Pull many files from local path.

If the file already exists, it will be ignored if replace is False (the default).

Parameters:
  • source (URL) – A local path to a directory containing the files to pull.

  • destination (URL) – A destination path where to pull the file to.

  • replace (bool) – A bool flag to indicate whether to replace existing files.

Return type:

None

download(source, destination, replace=False, delete_before=False)[source]

Implement download method of dbt remote interface.

For a local filesystem, this copies the source directory or file to destination.

Parameters:
  • source (URL)

  • destination (URL)

  • replace (bool)

  • delete_before (bool)

Return type:

None

get_url(url)[source]

Return an url relative to this hook’s basepath.
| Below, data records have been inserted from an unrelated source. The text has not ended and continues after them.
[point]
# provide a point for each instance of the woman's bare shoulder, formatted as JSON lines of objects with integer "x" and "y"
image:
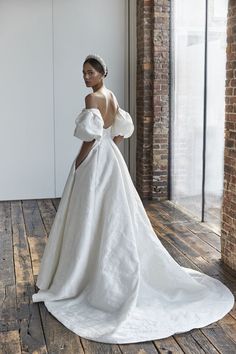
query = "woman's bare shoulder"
{"x": 91, "y": 101}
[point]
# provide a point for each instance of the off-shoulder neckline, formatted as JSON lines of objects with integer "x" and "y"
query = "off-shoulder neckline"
{"x": 93, "y": 108}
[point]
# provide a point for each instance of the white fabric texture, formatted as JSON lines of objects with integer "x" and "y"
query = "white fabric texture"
{"x": 104, "y": 273}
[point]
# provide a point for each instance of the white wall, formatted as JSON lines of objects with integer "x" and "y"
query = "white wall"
{"x": 43, "y": 45}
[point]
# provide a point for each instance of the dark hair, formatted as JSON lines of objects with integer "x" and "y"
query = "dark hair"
{"x": 96, "y": 65}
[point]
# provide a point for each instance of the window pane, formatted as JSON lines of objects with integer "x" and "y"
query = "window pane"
{"x": 188, "y": 26}
{"x": 217, "y": 15}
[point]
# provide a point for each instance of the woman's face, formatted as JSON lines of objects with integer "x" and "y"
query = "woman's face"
{"x": 91, "y": 76}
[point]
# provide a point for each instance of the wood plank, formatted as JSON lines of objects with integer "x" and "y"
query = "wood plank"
{"x": 168, "y": 345}
{"x": 147, "y": 347}
{"x": 187, "y": 249}
{"x": 223, "y": 343}
{"x": 227, "y": 335}
{"x": 48, "y": 213}
{"x": 59, "y": 339}
{"x": 10, "y": 342}
{"x": 30, "y": 326}
{"x": 189, "y": 344}
{"x": 8, "y": 307}
{"x": 93, "y": 347}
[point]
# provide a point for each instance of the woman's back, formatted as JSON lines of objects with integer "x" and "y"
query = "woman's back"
{"x": 107, "y": 104}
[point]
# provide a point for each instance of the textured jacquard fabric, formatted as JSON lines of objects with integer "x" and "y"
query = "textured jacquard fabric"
{"x": 104, "y": 273}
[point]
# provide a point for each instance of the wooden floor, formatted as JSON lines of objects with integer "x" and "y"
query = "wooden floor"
{"x": 29, "y": 328}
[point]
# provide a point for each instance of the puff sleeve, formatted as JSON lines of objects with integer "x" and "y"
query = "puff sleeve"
{"x": 89, "y": 125}
{"x": 123, "y": 124}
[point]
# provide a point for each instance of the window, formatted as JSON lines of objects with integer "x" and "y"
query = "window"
{"x": 198, "y": 68}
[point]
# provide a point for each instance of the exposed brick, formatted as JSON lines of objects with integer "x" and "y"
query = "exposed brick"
{"x": 153, "y": 23}
{"x": 228, "y": 225}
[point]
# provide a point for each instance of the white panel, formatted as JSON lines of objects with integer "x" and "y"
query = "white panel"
{"x": 82, "y": 27}
{"x": 26, "y": 108}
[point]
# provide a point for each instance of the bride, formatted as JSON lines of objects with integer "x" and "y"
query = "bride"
{"x": 104, "y": 273}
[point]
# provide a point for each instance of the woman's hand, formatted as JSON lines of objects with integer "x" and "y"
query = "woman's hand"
{"x": 117, "y": 139}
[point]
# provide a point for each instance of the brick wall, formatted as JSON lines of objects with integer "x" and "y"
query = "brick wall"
{"x": 153, "y": 18}
{"x": 228, "y": 234}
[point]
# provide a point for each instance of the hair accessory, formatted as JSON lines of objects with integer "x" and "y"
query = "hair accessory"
{"x": 100, "y": 60}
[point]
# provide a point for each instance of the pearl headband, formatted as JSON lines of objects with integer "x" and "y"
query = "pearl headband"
{"x": 99, "y": 59}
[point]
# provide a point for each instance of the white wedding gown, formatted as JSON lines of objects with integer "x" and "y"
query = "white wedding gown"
{"x": 104, "y": 273}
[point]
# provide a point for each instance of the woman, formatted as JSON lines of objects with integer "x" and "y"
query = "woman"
{"x": 104, "y": 273}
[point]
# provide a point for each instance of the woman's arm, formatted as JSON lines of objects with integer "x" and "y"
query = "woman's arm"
{"x": 90, "y": 102}
{"x": 117, "y": 139}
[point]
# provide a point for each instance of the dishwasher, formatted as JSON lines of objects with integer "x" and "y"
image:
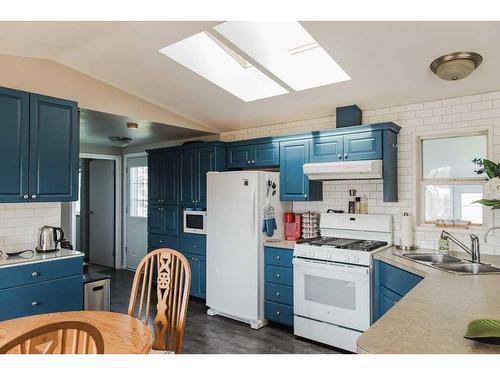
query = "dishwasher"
{"x": 96, "y": 292}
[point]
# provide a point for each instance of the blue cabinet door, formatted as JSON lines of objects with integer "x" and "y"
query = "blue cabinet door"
{"x": 239, "y": 156}
{"x": 363, "y": 146}
{"x": 205, "y": 163}
{"x": 327, "y": 148}
{"x": 187, "y": 176}
{"x": 14, "y": 145}
{"x": 54, "y": 149}
{"x": 294, "y": 184}
{"x": 265, "y": 154}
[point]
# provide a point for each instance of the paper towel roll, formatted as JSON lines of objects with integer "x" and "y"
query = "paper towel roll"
{"x": 406, "y": 231}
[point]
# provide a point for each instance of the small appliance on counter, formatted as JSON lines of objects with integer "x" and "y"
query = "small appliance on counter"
{"x": 293, "y": 226}
{"x": 48, "y": 239}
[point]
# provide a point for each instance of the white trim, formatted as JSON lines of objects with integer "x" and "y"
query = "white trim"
{"x": 418, "y": 202}
{"x": 119, "y": 249}
{"x": 125, "y": 192}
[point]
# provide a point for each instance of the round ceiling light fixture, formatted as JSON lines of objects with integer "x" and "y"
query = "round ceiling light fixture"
{"x": 120, "y": 141}
{"x": 456, "y": 65}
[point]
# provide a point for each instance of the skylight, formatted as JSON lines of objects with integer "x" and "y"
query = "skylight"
{"x": 287, "y": 50}
{"x": 211, "y": 59}
{"x": 256, "y": 60}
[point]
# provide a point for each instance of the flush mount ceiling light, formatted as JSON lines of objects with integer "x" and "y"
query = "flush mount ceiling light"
{"x": 456, "y": 65}
{"x": 256, "y": 60}
{"x": 120, "y": 141}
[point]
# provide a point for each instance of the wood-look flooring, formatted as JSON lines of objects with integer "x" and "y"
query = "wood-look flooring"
{"x": 218, "y": 335}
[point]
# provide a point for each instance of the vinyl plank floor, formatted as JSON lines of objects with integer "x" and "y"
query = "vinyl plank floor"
{"x": 215, "y": 334}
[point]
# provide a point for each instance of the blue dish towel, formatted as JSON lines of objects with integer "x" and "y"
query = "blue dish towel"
{"x": 269, "y": 223}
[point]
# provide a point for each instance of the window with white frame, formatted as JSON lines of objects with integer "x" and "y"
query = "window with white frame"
{"x": 449, "y": 185}
{"x": 138, "y": 191}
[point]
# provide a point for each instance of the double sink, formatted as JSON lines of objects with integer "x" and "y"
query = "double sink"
{"x": 450, "y": 263}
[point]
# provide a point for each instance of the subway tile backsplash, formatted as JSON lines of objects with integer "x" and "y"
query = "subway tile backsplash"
{"x": 19, "y": 223}
{"x": 444, "y": 114}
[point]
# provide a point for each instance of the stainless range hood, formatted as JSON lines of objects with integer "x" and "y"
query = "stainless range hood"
{"x": 344, "y": 170}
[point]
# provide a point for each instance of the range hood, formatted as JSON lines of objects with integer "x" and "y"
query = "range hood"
{"x": 344, "y": 170}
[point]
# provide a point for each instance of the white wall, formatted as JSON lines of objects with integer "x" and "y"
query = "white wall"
{"x": 453, "y": 114}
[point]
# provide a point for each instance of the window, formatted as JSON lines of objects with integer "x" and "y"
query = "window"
{"x": 448, "y": 182}
{"x": 138, "y": 191}
{"x": 256, "y": 60}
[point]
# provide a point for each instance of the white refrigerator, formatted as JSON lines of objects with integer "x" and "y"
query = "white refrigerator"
{"x": 235, "y": 252}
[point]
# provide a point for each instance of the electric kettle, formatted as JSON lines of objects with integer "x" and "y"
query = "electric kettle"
{"x": 49, "y": 239}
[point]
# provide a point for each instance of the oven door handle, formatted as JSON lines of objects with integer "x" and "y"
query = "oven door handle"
{"x": 331, "y": 266}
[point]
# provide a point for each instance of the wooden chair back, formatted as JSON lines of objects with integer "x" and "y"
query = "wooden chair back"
{"x": 65, "y": 337}
{"x": 173, "y": 280}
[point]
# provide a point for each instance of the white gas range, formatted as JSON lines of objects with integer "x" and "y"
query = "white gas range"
{"x": 333, "y": 278}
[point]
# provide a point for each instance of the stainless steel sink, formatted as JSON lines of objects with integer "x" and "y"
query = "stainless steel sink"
{"x": 431, "y": 258}
{"x": 472, "y": 268}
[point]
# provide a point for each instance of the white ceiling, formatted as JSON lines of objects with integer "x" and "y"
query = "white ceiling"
{"x": 387, "y": 62}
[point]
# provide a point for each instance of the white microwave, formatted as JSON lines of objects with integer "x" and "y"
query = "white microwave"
{"x": 195, "y": 222}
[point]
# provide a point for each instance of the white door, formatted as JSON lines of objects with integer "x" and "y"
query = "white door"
{"x": 136, "y": 210}
{"x": 332, "y": 292}
{"x": 102, "y": 212}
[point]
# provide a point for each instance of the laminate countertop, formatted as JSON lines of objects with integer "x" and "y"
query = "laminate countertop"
{"x": 281, "y": 244}
{"x": 36, "y": 257}
{"x": 433, "y": 316}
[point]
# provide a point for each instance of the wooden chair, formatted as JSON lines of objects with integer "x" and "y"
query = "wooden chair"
{"x": 173, "y": 276}
{"x": 65, "y": 337}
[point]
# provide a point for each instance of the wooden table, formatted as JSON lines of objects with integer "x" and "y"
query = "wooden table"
{"x": 122, "y": 334}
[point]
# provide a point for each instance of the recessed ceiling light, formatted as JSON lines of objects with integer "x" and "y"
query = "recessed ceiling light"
{"x": 120, "y": 141}
{"x": 456, "y": 65}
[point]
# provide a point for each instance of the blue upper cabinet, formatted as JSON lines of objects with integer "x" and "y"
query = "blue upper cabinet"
{"x": 251, "y": 154}
{"x": 363, "y": 146}
{"x": 294, "y": 185}
{"x": 327, "y": 148}
{"x": 14, "y": 145}
{"x": 40, "y": 148}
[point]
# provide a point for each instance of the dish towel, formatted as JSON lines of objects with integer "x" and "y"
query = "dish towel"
{"x": 269, "y": 224}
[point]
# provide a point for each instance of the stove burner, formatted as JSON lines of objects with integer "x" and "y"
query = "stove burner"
{"x": 344, "y": 243}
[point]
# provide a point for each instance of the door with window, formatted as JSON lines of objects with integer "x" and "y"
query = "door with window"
{"x": 136, "y": 210}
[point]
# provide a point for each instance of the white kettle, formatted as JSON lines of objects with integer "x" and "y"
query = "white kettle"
{"x": 49, "y": 239}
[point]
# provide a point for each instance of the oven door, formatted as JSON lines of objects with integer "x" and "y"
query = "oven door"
{"x": 332, "y": 292}
{"x": 195, "y": 222}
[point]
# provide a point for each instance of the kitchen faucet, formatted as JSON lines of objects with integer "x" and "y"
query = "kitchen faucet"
{"x": 474, "y": 249}
{"x": 488, "y": 232}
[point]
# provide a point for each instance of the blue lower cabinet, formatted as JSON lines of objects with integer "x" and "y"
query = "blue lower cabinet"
{"x": 278, "y": 285}
{"x": 64, "y": 294}
{"x": 391, "y": 284}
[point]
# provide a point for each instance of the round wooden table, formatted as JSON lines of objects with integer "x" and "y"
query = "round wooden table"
{"x": 122, "y": 334}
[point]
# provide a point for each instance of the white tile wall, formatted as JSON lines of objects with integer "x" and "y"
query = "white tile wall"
{"x": 446, "y": 114}
{"x": 19, "y": 223}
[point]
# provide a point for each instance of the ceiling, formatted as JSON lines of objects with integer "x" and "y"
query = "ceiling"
{"x": 388, "y": 63}
{"x": 97, "y": 127}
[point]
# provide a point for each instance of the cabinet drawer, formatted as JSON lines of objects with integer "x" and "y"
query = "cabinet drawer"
{"x": 158, "y": 241}
{"x": 395, "y": 279}
{"x": 37, "y": 272}
{"x": 279, "y": 293}
{"x": 279, "y": 275}
{"x": 194, "y": 245}
{"x": 51, "y": 296}
{"x": 277, "y": 312}
{"x": 278, "y": 257}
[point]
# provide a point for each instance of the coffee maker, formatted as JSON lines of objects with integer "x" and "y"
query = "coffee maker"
{"x": 292, "y": 226}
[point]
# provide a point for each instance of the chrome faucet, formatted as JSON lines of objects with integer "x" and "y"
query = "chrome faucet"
{"x": 474, "y": 249}
{"x": 488, "y": 232}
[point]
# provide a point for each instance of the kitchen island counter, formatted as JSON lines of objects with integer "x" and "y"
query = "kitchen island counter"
{"x": 433, "y": 316}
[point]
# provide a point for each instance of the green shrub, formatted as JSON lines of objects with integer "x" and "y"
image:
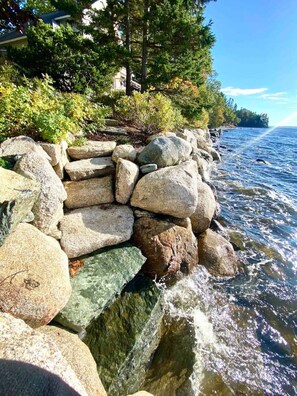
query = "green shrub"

If the given url is absolute, simply return the url. If it’s none, then return an url made from basepath.

Parameters:

url (URL | None)

Return type:

URL

upload(source, destination, replace=False, delete_before=False)[source]

Implement upload method of dbt remote interface.

For a local filesystem, this copies the source directory or file to destination.

Parameters:
  • source (URL)

  • destination (URL)

  • replace (bool)

  • delete_before (bool)

Return type:

None

airflow_dbt_python.hooks.localfs.py37_copytree(source, destination, replace=True)[source]

A (probably) poor attempt at replicating shutil.copytree for Python 3.7.

shutil.copytree is available in Python 3.7, however it doesn’t have the dirs_exist_ok parameter, and we really need that. If the destination path doesn’t exist, we can use shutil.copytree, however if it does then we need to copy files one by one and make any subdirectories ourselves.

Parameters:
  • source (URL)

  • destination (URL)

  • replace (bool)

dbt S3 remote

An implementation for an S3 remote for dbt.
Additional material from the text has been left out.